Background (Genesis: The ‘Playing Field’)
I am pleased to announce the impending launch of Intelek International’s Playing Through The Line (PTTL) international online cricket tournament.
This cerebral, COVID-19 compliant cricket project has been in development since at least March 2020, when I initiated discussion of the project with cricket lovers in the United Kingdom, the United States, Canada, Kenya, India and the Caribbean.
But PTTL has much deeper roots. It has a much lengthier back story.
Indeed, holistic “tracking and tracing” may one day uncover and document deposits into this project’s sublime cerebral, biblically proportioned bank account that date back to the Garden of Eden!
Dalkeith Road and Rendevous Gardens
Less speculatively, PTTL can be traced to at least one community-based cricket match that I organized in the 1990s.
That match, for which I may have been the only financial backer, was between a group of youngsters living in Dalkeith Village, St Michael, Barbados, and staff at the nearby National Union of Public Workers (NUPW) headquarters, which provided the playing field.
And “in those days”, as the late Methodist minister reverend Vivian Comissiong was fond of saying, there were meetings and conversations with graphic artist Stephen Massiah, Swiss-Barbadian business woman Denise Harding and other residents of Rendevous Gardens and its environs that prefaced PTTL subliminally.
Today PTTL can be thought of as a project exploring and documenting games played at the “ground of being” (Tillich, 1957) perennially.
Staying with a more superficial, albeit metaphorical mode of diagnostic testing though, PTTL can also be seen to have benefited from direct and indirect inputs from an array of linguists, historians and other career academics affiliated with Carrington Primary School, the Barbados Community College, Norfolk, England based City College Norwich, the University of the West Indies (UWI), the University of East Anglia, the University of Illinois, York University (Toronto) and similar secular science espousing entities.
And in this regard the contributions by Korah Belgrave, Martha Isaacs, Trevor Marshall, Hilary Beckles, Isaac Goodine, Viola Davis, Ikael Tafari, Ethan McCardle and others are noteworthy here.

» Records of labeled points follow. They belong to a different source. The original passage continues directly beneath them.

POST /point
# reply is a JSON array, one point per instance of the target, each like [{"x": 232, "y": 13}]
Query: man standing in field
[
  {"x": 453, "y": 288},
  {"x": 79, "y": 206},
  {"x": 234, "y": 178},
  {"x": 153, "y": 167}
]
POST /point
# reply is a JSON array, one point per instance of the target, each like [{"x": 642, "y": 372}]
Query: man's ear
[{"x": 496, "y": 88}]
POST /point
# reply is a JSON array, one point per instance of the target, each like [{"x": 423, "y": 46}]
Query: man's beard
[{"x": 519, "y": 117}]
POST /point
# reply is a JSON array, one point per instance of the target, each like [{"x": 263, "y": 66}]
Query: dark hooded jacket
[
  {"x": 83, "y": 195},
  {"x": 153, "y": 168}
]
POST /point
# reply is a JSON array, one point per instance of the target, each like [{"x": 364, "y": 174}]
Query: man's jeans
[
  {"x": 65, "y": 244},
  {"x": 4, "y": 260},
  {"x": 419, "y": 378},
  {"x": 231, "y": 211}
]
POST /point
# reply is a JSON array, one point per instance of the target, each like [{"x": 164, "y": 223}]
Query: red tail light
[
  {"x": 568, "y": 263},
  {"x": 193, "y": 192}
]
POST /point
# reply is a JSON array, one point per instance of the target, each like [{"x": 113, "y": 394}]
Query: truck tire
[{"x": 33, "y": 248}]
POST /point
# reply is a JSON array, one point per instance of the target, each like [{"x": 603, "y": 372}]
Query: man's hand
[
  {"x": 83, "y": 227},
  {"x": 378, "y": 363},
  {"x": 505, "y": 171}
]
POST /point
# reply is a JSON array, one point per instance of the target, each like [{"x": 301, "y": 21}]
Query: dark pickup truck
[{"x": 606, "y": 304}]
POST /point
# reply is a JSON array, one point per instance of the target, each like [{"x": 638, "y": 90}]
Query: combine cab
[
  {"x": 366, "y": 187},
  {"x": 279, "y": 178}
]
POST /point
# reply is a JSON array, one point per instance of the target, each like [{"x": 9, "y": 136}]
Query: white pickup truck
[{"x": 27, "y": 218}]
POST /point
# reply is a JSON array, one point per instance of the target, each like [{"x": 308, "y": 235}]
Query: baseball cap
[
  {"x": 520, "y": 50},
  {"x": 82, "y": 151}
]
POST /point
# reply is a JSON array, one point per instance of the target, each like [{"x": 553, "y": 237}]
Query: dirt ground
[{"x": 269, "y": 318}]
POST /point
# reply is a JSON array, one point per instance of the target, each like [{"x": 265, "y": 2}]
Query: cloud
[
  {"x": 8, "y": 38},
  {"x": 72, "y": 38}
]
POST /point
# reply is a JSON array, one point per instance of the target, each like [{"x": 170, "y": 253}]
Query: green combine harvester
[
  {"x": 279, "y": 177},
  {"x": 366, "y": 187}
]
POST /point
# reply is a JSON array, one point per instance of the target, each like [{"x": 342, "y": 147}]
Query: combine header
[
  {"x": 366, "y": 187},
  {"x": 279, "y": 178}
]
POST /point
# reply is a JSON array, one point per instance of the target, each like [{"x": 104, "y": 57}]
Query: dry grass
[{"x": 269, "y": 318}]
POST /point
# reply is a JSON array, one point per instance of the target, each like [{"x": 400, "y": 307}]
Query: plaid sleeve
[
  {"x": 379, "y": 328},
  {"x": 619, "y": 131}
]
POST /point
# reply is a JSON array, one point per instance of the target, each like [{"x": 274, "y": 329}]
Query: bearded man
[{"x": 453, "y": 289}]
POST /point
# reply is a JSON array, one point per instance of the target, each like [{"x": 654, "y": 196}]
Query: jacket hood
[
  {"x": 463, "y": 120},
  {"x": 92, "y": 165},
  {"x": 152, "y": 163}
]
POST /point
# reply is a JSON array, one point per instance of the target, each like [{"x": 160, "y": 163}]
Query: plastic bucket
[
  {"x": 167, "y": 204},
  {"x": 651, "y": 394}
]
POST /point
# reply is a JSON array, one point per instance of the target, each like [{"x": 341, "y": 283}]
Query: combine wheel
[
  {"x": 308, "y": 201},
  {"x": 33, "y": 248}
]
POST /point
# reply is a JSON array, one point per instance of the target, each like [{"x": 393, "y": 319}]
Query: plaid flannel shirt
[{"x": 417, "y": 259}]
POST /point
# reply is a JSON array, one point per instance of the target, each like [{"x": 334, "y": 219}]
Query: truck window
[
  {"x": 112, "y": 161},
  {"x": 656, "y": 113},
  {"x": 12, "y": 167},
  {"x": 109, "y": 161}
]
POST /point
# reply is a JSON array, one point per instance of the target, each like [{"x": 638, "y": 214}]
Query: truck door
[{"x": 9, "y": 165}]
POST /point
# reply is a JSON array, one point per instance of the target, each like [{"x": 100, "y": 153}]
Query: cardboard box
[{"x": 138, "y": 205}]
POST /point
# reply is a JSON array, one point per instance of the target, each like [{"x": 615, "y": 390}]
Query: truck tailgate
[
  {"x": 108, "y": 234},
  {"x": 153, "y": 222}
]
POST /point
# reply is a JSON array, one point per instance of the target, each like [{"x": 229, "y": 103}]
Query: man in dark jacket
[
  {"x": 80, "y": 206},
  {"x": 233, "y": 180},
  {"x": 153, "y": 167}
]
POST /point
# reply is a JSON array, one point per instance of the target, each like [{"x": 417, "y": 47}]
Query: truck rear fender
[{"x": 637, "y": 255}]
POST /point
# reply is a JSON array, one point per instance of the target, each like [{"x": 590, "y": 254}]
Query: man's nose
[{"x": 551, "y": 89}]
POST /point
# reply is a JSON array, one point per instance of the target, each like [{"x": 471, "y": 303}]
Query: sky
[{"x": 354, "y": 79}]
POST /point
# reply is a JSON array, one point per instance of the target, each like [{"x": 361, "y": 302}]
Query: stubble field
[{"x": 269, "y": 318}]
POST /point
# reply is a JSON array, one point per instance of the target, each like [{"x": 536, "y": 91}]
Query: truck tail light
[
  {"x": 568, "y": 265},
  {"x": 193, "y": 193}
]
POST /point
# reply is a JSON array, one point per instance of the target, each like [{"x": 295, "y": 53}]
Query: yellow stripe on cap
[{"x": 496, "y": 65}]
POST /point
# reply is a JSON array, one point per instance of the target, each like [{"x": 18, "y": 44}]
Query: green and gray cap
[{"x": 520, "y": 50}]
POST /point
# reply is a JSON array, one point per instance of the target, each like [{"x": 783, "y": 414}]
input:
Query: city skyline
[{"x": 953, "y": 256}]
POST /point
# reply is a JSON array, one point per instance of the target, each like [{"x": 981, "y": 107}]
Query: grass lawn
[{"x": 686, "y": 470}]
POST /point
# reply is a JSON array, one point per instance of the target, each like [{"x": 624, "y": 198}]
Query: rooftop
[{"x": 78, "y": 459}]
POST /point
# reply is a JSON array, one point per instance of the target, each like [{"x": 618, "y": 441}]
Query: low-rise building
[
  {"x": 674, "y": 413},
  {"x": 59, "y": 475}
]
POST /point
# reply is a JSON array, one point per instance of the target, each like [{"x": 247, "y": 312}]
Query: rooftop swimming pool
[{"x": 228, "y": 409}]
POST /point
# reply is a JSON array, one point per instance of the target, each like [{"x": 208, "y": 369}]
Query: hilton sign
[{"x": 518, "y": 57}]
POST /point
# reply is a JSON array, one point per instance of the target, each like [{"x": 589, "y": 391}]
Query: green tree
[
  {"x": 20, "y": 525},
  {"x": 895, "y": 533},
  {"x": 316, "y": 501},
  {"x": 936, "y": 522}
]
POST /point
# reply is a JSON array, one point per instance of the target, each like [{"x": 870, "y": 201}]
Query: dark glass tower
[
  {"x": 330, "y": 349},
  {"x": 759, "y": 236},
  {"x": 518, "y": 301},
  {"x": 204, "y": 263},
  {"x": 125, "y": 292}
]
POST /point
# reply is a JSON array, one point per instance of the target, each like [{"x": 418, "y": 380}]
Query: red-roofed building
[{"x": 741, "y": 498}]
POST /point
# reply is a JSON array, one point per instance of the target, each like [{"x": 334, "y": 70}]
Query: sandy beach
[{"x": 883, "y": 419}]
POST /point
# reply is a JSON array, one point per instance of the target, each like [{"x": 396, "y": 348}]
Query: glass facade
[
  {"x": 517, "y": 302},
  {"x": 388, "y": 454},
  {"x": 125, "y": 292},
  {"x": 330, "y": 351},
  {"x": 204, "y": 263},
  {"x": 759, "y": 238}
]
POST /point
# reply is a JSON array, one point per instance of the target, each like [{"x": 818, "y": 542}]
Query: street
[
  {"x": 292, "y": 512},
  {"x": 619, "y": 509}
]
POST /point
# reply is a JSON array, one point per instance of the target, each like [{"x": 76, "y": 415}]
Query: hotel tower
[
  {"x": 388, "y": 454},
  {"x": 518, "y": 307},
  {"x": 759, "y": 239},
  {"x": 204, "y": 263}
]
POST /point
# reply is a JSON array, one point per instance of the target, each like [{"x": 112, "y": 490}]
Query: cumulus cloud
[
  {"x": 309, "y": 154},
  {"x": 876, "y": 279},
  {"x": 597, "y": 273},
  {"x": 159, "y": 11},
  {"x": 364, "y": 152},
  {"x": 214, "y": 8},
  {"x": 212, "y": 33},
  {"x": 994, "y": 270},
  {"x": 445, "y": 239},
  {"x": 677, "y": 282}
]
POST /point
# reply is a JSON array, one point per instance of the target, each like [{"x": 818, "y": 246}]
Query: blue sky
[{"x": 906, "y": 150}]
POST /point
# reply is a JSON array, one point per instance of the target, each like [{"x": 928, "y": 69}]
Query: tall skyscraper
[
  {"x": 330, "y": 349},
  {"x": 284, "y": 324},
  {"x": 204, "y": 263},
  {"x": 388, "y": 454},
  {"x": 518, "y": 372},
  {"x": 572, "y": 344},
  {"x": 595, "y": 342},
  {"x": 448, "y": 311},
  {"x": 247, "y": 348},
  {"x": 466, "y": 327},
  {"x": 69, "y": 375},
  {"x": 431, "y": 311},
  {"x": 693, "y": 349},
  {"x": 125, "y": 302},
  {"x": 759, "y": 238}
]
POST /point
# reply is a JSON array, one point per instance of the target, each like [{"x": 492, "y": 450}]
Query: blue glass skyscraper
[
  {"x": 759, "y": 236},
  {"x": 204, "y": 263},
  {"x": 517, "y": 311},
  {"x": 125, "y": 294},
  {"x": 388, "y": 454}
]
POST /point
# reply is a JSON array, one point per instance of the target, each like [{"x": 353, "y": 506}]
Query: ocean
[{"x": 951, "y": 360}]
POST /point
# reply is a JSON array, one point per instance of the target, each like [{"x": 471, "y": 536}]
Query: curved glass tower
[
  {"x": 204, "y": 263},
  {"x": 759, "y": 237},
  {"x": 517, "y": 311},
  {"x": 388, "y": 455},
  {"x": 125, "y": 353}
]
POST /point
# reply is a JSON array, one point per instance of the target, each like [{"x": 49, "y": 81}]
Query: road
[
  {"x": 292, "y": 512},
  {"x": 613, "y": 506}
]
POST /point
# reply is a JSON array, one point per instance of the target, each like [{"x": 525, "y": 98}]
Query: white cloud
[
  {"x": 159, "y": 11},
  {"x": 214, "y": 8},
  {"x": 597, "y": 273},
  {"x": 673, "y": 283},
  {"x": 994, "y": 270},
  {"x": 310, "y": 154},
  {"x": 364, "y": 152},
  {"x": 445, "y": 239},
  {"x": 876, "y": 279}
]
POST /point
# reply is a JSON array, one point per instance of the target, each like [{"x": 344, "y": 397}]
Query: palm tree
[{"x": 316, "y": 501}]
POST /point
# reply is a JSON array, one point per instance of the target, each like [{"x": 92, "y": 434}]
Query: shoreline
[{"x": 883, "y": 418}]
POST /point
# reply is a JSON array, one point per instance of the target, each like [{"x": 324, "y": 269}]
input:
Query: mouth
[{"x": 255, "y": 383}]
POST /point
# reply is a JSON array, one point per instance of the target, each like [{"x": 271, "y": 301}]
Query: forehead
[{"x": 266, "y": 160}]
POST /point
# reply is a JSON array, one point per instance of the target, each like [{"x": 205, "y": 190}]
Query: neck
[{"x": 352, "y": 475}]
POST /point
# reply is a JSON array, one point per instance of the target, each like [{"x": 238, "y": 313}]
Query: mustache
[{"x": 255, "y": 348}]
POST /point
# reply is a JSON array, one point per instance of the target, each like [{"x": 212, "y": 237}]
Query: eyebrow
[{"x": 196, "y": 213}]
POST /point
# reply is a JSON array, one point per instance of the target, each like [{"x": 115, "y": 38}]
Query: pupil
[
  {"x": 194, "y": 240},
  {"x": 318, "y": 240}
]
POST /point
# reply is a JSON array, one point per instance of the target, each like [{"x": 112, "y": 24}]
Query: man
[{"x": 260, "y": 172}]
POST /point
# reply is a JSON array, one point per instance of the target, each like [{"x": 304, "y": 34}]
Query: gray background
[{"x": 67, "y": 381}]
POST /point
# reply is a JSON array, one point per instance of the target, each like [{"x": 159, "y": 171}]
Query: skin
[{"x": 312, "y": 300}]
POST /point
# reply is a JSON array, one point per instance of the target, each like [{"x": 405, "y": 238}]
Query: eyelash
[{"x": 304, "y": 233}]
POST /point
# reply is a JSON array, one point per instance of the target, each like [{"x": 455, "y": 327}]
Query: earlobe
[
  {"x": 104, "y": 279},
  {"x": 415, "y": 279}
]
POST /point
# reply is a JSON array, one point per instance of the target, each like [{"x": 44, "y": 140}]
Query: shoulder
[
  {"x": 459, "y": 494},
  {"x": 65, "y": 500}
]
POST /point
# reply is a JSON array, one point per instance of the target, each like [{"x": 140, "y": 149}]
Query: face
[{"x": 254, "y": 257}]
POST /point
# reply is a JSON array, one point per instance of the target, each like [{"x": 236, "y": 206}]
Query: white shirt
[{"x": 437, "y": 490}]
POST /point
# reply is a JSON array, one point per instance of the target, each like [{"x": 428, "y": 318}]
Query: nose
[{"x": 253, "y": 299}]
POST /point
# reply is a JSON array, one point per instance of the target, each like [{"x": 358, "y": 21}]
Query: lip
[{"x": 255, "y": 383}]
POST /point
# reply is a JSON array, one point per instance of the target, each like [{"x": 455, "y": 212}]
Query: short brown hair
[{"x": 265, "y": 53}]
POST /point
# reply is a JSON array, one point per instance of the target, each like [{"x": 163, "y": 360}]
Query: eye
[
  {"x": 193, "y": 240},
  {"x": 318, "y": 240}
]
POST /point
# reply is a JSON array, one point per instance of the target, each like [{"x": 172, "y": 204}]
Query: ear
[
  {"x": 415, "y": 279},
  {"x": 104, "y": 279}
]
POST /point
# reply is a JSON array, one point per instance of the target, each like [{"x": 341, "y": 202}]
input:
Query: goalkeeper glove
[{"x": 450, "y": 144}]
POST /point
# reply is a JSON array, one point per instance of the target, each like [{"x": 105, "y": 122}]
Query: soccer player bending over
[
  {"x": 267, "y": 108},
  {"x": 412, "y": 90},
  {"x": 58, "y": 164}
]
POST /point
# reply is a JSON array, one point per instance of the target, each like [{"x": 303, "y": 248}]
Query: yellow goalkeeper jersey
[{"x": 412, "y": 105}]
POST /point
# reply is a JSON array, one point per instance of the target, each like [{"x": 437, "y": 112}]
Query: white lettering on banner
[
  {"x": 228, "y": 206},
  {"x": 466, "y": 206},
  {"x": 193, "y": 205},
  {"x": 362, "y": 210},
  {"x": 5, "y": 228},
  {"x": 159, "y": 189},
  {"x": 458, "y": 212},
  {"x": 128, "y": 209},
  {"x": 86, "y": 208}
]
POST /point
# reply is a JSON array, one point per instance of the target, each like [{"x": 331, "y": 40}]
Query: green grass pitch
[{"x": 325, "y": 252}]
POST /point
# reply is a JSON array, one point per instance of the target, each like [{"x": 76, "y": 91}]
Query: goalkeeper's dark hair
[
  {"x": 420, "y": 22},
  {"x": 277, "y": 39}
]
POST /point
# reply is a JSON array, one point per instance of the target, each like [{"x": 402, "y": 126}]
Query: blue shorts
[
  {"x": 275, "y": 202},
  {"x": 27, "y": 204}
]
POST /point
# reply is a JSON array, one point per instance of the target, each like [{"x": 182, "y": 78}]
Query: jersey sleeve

And on the more overtly religious side of things, PTTL’s evolving incarnation has benefited from conversations and dialogues I have been pursuing with leaders and members of the Cathedral Church of St John the Baptist (Norwich), The Ihsan Mosque and Islamic Centre (Norwich), the Cathedral Church of Saint Michael and All Angels (Barbados) and various other social cohesion focused interactions I have been pursuing with Spiritual Baptists, Buddhists, Jews, Greek Orthodox Christians and other groups and individuals who share my interest in cricket-like balance or fairness and related expressions of spirituality.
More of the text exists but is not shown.